Je suis sous l’emprise d’un monstre abominable qui ne me laisse aucun répit. Son aspect en soi est déjà épouvantable : il porte une carapace métallique qui à la lumière jette des feux aveuglants, hérissée de petites protubérances portant des runes s_a_t_a_n_i_q_u_es qui s’éclairent parfois de lueurs maléfiques. Mais le pire, docteur, le pire, ce sont les sons terrifiants qu’il émet, des hurlements stridents de Bête d’apocalypse, qui vous déchirent les tympans, quand ce ne sont pas des litanies obsédantes qui vous envahissent l’âme pour vous réduire à l’état de zombie. J’ai essayé, docteur, j’ai essayé, mais je n’arrive pas à lui échapper ! Ah il est petit, certes, tout petit, mais justement, ça lui permet de mieux se dissimuler... Il est toujours collé sur moi, dans une poche ou à ma ceinture... Quand je crois avoir réussi à m’en débarrasser, en l’enfermant à double tour dans un coffre-fort blindé dont j’ai jeté la clef du haut d’une falaise de trois cents mètres, je le retrouve malgré tout dans la poche intérieure de mon blouson, vissé contre mon coeur, où il instille son perfide venin.

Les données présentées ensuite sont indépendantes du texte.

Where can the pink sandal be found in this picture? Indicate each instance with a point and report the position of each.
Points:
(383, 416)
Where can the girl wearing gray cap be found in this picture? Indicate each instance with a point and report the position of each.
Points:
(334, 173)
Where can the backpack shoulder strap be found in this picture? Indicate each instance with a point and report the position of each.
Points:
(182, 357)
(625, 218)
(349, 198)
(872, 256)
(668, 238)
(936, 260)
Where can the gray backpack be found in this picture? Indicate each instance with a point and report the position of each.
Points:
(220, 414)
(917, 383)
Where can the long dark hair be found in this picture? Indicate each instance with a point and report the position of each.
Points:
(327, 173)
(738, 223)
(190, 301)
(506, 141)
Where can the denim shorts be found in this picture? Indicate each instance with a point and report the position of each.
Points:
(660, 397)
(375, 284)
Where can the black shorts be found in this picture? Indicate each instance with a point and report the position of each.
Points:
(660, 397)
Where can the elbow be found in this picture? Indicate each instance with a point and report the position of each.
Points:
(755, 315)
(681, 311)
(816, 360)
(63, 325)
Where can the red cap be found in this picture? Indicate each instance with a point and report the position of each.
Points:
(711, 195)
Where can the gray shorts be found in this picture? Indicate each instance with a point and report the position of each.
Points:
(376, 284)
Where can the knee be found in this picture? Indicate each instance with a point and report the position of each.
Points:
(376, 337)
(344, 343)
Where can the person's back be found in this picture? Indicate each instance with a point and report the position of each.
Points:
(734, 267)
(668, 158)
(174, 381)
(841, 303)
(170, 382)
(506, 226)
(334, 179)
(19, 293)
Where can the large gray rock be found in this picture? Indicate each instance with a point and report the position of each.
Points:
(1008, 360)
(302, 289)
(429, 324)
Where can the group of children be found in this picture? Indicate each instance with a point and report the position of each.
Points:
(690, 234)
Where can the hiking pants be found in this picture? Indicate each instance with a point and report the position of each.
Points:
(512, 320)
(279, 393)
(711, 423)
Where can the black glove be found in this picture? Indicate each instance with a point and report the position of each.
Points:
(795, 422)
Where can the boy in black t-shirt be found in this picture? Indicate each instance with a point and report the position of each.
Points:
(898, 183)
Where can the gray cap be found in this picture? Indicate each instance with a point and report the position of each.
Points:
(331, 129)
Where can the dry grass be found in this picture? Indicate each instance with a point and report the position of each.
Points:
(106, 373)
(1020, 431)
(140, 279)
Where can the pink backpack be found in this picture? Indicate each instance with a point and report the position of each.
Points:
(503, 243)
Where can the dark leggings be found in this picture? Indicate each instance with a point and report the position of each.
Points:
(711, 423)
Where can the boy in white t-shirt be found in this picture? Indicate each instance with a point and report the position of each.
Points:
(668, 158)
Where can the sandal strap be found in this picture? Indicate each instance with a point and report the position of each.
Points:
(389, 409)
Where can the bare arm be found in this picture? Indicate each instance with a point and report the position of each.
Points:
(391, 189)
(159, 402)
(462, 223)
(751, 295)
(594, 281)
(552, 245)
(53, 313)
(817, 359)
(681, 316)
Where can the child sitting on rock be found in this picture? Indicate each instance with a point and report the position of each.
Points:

C’est un monstre polycéphale, docteur, je dirais même polyphonique, multivocal, si vous préférez... Je ne sais jamais quelle voix il va prendre pour mieux m’affoler. Par moments on dirait celle de mon patron, à huit heures du matin un dimanche de Pâques, qui hurle « il manque quelqu’un dans l’équipe huit, je t’attends dans trente minutes ! » Et je m’arrache à la tiédeur moelleuse de ma couette, et je cours sur les chemins pour obéir à cet ordre cruel, comme un esclave docile qui redoute le fouet. Parfois c’est une autre voix, faussement mielleuse, qui à toute heure du jour et de la nuit s’acharne à me harceler. « Où es-tu ? Que fais-tu ? Avec qui es-tu ? A quelle heure tu rentres ? »
Ma vie est un calvaire, docteur, une longue suite de supplices... Vous ai-je parlé des images, docteur ? Des fantômes redoutables viennent me narguer sur sa carapace, des visages grimaçants, des figures spectrales qui agressent mes prunelles et reviennent ensuite me hanter au plus profond de mes rêves...
Vous connaissez ce monstre, docteur ? Comment vous dites ? Telephonus portabilis ? Ah, je ne suis pas la seule à être dévorée par ce parasite délétère ? Pensez-vous qu’il y ait un remède ? Une bonne purge ? Non ? Un suicide thérapeutique ? L’euthanasie ? Comment vous dites ? La résignation ? Ah non, la résiliation... La résilience je connais, mais la résiliation... Qu’est-ce que c’est, docteur ? Ca fait mal ?



texte 2
Si c’était une couleur, ce serait le blanc, le blanc glacé d’un visage livide. Si c’était un bruit, ce serait le silence dévorant de la solitude, là où aucun secours ne pourra parvenir. Si c’était une plante, ce serait le lierre familier qui s’enroule et s’attache et étouffe. Si c’était un animal, ce serait le tigre indifférent dont tout le monde sait qu’il est là, dans la jungle à l’abord du village, non pas à guetter, simplement à attendre. Si c’était une odeur, ce serait celle, aigrelette et têtue, de la sueur froide et inutile. Si c’était une forme, ce serait une brume mouvante aux tentacules de pieuvre, changeante dans ses volutes et inaltérable dans sa présence ironique. Si c’était une voix, ce serait un chuchotement aux accents traînants, obsédant et inoubliable, audible clairement au milieu d’une fête foraine, persistant même si on se bouche les oreilles... Si c’était un paysage, ce serait un à pic vertigineux, au sommet d’un glacier éternel, où même les oiseaux ne peuvent plus voler. Si c’était un monument, ce serait un champ de ruines, vestiges d’un temple d’espérance ou d’une forteresse réputée invincible. Si c’était un livre, ce serait « La Peste » de Camus, labyrinthe glacé aux parois de verre. Si c’était une musique, ce serait le « Boléro » de Ravel, spirale d’emprise infinie sous son air sagement anodin...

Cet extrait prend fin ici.